Slot’s father, Arend, was a headteacher and part-time coach. He still lives in Bergentheim and also remains involved with the club.

“His father was a good footballer, too. A good family and Arne was a good boy,” says Ophof.

Slot regularly returns to the club to coach youngsters and raise funds, and Ophof is proud of what he calls his “three per cent” role in Slot’s rise to prominence.

“I’m proud,” he says. “We are a small town of only 3,500 people. Now one of us is going to be coach of one of the biggest clubs in the world.”

Ophof adds that Slot has a totally different personality to his Dutch counterpart and current Manchester United manager, Erik ten Hag.

“He makes players good,” explains Ophof. “He makes them better by making them happy.

“It’s not like [Cristiano] Ronaldo with Ten Hag,” he suggests. “With Mohamed Salah, maybe, he’ll say, ‘Salah, come here, let’s talk’.

“They will talk it out for two hours. He will make Salah important for the team.

“The players love him. His arguments are good. Other trainers have arguments and you think, ‘oh, that’s not good’. But with Arne it’s always good. He explains everything well. He’s very good.”

At De Kuip, the media centre has a head coach hall of fame.
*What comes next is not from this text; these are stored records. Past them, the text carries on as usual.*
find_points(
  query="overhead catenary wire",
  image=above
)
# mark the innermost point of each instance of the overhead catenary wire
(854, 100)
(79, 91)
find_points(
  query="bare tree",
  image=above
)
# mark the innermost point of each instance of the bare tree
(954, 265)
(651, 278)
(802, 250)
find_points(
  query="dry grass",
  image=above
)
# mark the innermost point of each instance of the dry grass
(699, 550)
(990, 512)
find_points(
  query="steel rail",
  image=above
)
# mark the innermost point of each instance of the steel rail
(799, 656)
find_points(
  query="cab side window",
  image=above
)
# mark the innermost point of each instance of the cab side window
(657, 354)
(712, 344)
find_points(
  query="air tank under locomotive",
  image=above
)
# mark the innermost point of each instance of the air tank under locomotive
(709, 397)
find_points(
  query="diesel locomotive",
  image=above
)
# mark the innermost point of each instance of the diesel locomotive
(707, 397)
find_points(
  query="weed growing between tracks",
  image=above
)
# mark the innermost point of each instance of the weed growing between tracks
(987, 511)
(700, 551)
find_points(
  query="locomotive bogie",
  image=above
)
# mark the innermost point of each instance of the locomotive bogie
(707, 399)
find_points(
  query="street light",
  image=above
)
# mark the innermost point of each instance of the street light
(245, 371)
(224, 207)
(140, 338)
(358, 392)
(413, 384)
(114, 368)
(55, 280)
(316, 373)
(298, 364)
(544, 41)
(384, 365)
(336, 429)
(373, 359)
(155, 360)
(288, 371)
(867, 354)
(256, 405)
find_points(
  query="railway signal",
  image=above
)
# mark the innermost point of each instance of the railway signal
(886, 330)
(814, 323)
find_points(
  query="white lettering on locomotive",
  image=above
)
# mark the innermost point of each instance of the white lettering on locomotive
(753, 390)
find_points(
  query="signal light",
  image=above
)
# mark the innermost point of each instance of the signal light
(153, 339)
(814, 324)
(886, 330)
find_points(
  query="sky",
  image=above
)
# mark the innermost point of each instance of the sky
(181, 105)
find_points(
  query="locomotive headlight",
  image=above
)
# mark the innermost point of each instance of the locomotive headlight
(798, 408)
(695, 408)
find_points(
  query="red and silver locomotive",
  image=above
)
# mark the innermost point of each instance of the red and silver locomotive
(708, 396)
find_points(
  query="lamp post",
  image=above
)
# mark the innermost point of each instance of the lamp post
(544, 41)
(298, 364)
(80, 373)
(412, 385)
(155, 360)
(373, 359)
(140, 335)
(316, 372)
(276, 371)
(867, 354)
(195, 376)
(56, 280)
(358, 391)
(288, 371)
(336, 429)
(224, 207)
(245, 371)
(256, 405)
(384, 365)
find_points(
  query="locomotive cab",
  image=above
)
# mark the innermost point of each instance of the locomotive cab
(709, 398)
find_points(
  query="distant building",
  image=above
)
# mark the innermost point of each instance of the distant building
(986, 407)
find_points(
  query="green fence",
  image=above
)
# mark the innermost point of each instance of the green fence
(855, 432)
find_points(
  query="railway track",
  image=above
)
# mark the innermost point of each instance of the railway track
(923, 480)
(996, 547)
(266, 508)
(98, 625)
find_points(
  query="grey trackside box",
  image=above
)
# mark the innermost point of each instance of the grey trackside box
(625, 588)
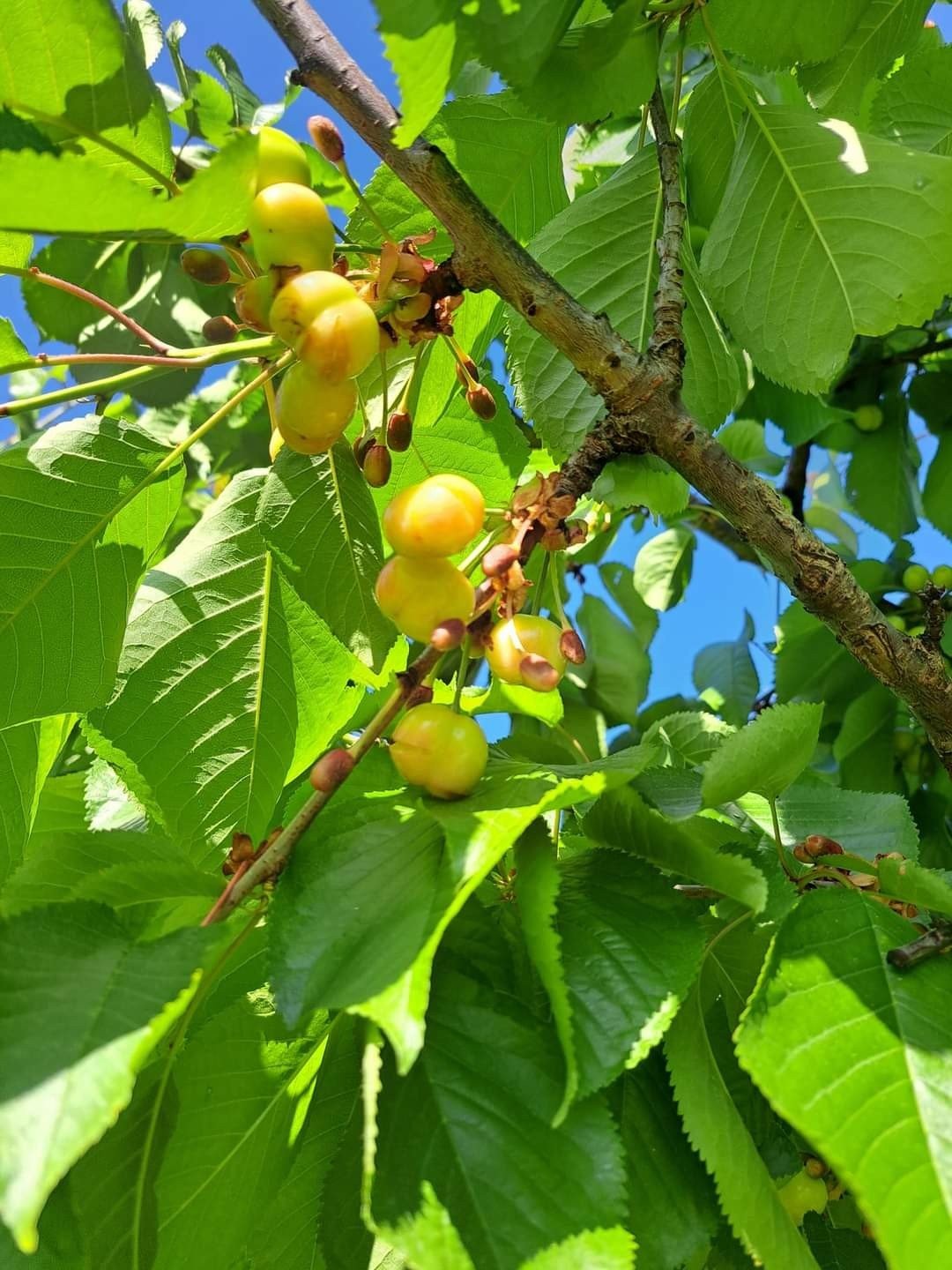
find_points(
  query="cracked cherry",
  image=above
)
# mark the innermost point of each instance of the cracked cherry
(280, 161)
(290, 228)
(439, 750)
(518, 646)
(311, 413)
(320, 315)
(435, 519)
(420, 594)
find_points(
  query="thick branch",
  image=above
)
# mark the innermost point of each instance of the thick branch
(640, 390)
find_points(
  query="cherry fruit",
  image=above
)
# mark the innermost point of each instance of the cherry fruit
(290, 228)
(435, 519)
(525, 649)
(312, 413)
(420, 594)
(439, 750)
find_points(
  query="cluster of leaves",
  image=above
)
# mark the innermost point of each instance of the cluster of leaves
(597, 1012)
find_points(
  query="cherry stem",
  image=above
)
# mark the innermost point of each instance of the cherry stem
(90, 297)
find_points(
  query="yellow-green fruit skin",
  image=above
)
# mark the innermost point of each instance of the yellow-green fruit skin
(290, 227)
(442, 751)
(326, 324)
(280, 161)
(312, 415)
(435, 519)
(802, 1194)
(516, 638)
(419, 594)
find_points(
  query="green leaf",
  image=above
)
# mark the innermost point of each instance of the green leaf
(600, 68)
(641, 481)
(793, 31)
(881, 479)
(72, 195)
(94, 265)
(865, 825)
(481, 1133)
(617, 666)
(319, 519)
(629, 950)
(726, 677)
(75, 61)
(663, 568)
(26, 753)
(83, 507)
(886, 29)
(420, 46)
(870, 1044)
(517, 41)
(372, 863)
(622, 819)
(602, 249)
(937, 492)
(913, 106)
(920, 886)
(766, 757)
(479, 831)
(83, 1007)
(509, 156)
(593, 1250)
(251, 684)
(672, 1208)
(818, 219)
(720, 1137)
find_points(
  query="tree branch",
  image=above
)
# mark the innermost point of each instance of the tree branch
(640, 390)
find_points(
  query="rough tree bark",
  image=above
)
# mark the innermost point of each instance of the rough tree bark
(640, 390)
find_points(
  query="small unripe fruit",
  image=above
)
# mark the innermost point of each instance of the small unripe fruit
(280, 161)
(499, 560)
(312, 413)
(326, 138)
(377, 465)
(447, 635)
(439, 750)
(915, 577)
(802, 1194)
(571, 646)
(331, 770)
(326, 324)
(435, 519)
(471, 369)
(205, 265)
(513, 640)
(254, 300)
(290, 227)
(400, 430)
(418, 596)
(219, 331)
(868, 418)
(537, 673)
(481, 401)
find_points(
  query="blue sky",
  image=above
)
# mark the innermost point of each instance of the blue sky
(721, 587)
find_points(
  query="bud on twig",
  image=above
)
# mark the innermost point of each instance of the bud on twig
(400, 430)
(481, 401)
(331, 770)
(499, 560)
(219, 331)
(326, 138)
(449, 634)
(377, 467)
(205, 265)
(539, 673)
(571, 648)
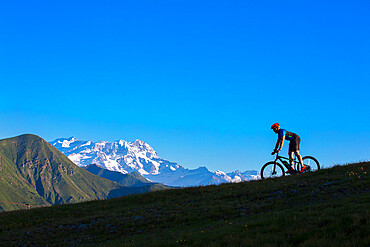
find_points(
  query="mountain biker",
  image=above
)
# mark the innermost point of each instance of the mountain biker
(294, 141)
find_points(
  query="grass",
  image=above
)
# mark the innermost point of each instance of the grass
(329, 207)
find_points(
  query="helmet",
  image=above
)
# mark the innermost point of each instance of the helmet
(275, 125)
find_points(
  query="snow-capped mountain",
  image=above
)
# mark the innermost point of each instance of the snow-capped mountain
(126, 157)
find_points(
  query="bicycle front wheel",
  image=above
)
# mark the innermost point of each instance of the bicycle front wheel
(312, 163)
(272, 170)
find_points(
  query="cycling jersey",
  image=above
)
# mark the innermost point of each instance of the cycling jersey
(290, 136)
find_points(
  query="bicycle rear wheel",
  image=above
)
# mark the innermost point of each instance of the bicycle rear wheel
(312, 164)
(271, 170)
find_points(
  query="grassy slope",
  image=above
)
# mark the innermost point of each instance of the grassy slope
(327, 208)
(33, 171)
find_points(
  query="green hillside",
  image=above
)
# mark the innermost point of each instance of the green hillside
(329, 207)
(33, 171)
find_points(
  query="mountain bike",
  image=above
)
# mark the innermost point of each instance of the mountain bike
(276, 168)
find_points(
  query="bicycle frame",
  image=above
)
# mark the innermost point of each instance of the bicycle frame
(282, 158)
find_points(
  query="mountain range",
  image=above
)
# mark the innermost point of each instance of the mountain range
(127, 157)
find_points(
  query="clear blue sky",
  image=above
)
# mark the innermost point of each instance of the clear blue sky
(200, 81)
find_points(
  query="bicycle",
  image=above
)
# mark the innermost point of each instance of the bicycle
(275, 168)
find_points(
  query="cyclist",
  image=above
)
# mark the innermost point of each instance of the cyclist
(294, 141)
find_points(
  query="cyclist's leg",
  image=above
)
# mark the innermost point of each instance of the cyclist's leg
(297, 154)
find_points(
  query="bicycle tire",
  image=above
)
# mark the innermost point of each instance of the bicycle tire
(267, 170)
(312, 163)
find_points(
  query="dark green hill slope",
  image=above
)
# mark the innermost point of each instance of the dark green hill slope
(133, 182)
(329, 207)
(33, 171)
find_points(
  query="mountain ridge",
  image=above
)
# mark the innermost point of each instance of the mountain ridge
(32, 171)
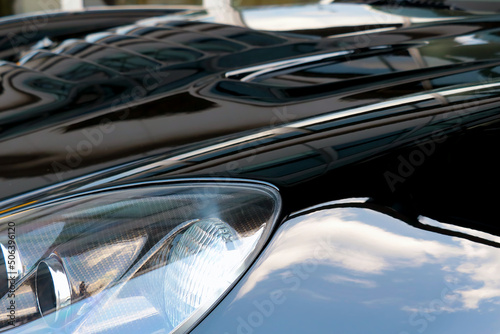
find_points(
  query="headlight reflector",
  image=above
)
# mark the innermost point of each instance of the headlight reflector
(118, 260)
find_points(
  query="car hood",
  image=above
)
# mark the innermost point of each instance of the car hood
(163, 95)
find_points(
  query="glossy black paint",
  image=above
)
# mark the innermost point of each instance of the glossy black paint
(407, 116)
(154, 98)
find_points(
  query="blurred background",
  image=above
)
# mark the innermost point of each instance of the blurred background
(9, 7)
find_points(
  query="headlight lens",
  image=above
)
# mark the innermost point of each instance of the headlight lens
(152, 258)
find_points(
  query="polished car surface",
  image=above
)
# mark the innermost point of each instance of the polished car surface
(379, 132)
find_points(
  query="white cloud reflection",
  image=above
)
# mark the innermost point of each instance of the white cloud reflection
(356, 253)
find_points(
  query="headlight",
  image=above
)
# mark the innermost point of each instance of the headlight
(153, 258)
Slot and all his predecessors are pictured – Ruud Gullit, Giovanni van Bronckhorst, Jaap Stam, Dick Advocaat and Ronald Koeman among them.

But Feyenoord fans I spoke to rate Slot highest of them all – and local journalists agree.

What’s more, they back him to succeed in the Premier League where other Dutch managers have failed.

“I am quite hopeful,” says De Telegraaf’s Marcel van der Kraan. “I’ve seen other managers go to England and some of them I could kind of forecast that it will not work, because you cannot be blind to the English culture.

“But I only have to look at this guy and the way he presents himself, always with a smile. He is a very optimistic guy, a great communicator in the dressing room.

“The language in the Feyenoord dressing room from day one was English. His command of English is very good, as you can see in his press conferences.”

Van der Kraan has described Slot’s football as “sexy” but believes his personality will be just as important in helping him deal with top stars for the first time, as well as bringing through youngsters.

“Personality is what you need in England to succeed in the Premier League as a foreign manager,” says Van der Kraan. “You must have good communication with the media.

“He’s been brilliant at that in the Netherlands and assume it will be the same in England. His personality may be just as important as his ideas and his philosophy about football.

“We’ve seen here that in every team he’s coached, players have developed and improved. He leaves every club in a good financial situation because he’s made sure that players have gone up in value and others come through to replace them.

“When he arrived here there was hardly any money. Now, even he says that the money is banging against the window.”

Television reporter and Feyenoord correspondent Dennis van Eersel agrees that Slot has the confidence, belief and personality to fill the boots left by Jurgen Klopp.

“I think Slot can manage even those expectations,” he says. “He can cope with this circumstance, which is huge – dealing with world-class players and a world-class club.”

Back in Slot’s home town, a former neighbour and boyhood friend, Albert Ligtenberg, can’t wait for Slot to put little Bergentheim on the map.

Asked for his abiding memory of young Arne, he said: “He was always with a ball. Always playing football on the street or in the fields. A good boy.”

Albert, two years older than Arne and now coaching a local boys’ team, said: “Arne Slot is an inspiration.” Liverpool will be hoping so.

Can he achieve by the Mersey the success and trophies he’s managed by the Nieuwe Mass? Slot and those who know him believe he can.

As the Beautiful South once sang – almost – this could be Rotterdam or Liverpool.